The first study examines how employers on oDesk.com, the world’s largest online marketplace, use public information in hiring. I show that when employers are searching for someone low-skilled the provision of coarse information is sufficient. When employers are looking for someone high-skilled they will pay fixed screening costs to acquire information beyond what is provided by the platform. When information is not provided by the market- place all employers will pay to acquire more information. This leads to more matches and hiring quality workers at a lower price. However, the cost savings from hiring these low-cost, but high-quality workers does not outweigh the upfront cost of information acquisition.

The second study investigates how employers on oDesk.com alter their hiring behavior when some applicants, who were selected to be of higher quality by a machine learning algorithm, are covered by a money-back guarantee (MBG). The MBG increases the probability of transacting for employers looking for high-expertise talent. However, conditional on hir- ing, these employers do not substitute to observably different employees. Employers that are looking for lower expertise applicants substitute to higher quality applicants who are backed by the money-back guarantee. A follow-up experiment found that, given some reasonable assumptions, employers found the MBG to be more useful as a signal of applicant quality than as a risk-shifting mechanism.

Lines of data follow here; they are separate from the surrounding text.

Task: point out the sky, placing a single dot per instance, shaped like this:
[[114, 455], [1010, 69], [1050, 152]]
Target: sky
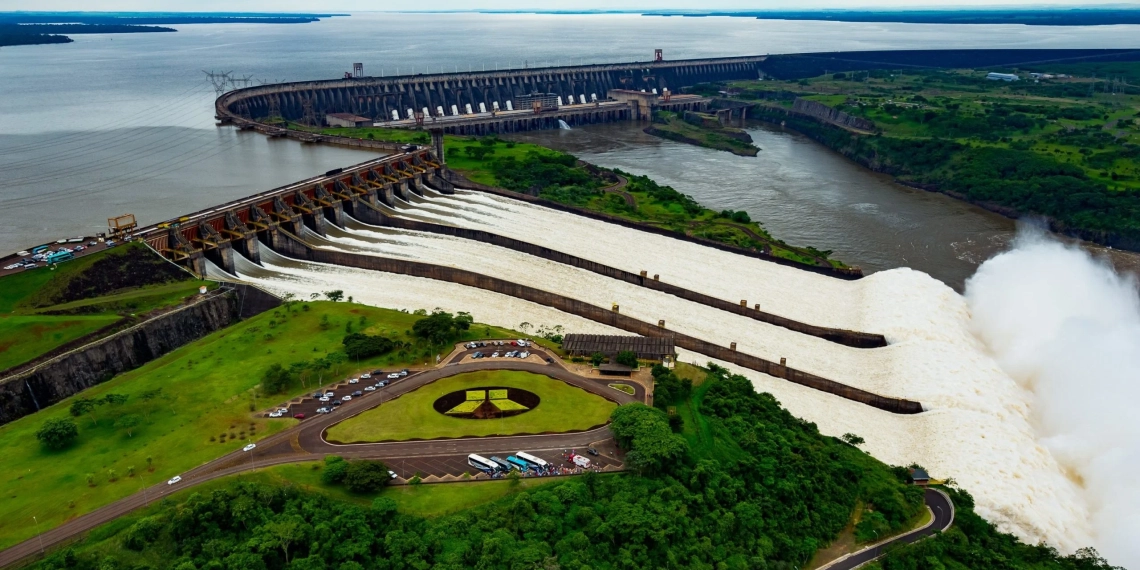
[[512, 5]]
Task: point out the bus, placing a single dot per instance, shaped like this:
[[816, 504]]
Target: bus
[[481, 463], [516, 463], [530, 458], [503, 465], [59, 257]]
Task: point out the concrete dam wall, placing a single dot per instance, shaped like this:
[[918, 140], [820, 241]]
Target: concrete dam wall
[[377, 97], [295, 247], [76, 371]]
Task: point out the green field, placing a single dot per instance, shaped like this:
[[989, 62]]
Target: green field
[[423, 501], [26, 327], [209, 388], [410, 416]]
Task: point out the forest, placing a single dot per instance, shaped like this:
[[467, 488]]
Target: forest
[[739, 483], [1067, 151]]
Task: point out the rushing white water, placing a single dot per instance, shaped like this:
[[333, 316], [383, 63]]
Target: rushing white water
[[1067, 328], [978, 429]]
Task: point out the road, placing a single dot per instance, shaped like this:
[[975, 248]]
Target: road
[[943, 518], [306, 442]]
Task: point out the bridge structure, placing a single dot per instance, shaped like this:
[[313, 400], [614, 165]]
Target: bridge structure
[[479, 103], [241, 226]]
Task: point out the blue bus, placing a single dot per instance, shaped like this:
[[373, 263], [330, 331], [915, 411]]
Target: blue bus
[[59, 257], [516, 463]]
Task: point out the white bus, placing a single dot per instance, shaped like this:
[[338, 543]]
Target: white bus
[[481, 463], [538, 462]]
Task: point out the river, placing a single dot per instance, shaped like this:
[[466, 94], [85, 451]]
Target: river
[[805, 194], [123, 123]]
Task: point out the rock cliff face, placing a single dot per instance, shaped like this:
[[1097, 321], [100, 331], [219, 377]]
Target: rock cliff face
[[74, 372], [822, 112]]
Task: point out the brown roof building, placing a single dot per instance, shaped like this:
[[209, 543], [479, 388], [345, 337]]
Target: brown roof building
[[646, 348]]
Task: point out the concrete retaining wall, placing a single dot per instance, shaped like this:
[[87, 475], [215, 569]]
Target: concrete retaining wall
[[99, 361], [461, 181], [840, 336], [599, 315]]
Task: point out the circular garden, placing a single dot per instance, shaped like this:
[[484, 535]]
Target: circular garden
[[514, 402]]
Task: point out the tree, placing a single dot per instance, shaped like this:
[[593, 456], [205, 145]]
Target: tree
[[275, 379], [366, 475], [81, 406], [627, 358], [57, 433], [129, 422], [335, 467]]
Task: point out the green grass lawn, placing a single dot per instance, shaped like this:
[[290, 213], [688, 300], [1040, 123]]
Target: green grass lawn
[[562, 407], [24, 338], [27, 332], [208, 389], [433, 499]]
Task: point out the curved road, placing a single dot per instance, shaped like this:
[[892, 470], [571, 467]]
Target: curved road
[[304, 442], [943, 518]]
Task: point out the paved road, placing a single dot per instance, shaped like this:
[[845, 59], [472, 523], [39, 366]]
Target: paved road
[[943, 518], [304, 442]]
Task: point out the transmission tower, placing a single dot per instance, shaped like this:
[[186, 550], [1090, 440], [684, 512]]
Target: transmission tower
[[219, 81], [275, 110], [308, 117]]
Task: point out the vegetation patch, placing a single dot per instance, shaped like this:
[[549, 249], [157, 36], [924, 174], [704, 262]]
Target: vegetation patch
[[422, 414]]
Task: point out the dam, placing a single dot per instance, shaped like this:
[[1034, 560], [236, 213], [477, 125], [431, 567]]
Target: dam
[[478, 103]]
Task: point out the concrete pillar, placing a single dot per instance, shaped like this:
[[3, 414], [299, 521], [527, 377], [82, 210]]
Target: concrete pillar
[[437, 144], [247, 246]]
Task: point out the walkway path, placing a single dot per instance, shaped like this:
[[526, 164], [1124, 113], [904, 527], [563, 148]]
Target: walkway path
[[304, 442]]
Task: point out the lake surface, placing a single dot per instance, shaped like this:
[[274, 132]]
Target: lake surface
[[112, 124]]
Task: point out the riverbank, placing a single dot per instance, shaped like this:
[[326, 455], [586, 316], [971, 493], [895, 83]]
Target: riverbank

The third study uses a series of empirical tests to isolate the mechanism through which the weather affects bidders’ willingness to pay (WTP) on eBay. I find that some variation in bidders’ WTP across multiple auctions can be explained by weather affecting mood. Changes in mood can alter WTP through two channels. Mood can directly alter the perceived value of the item or mood can influence cognitive processes, changing bidding strategies and indirectly changing the bid amount. I concluded that rain alters mood, which alters bidders’ perceived value of an item on eBay leading to bidders increasing their bids.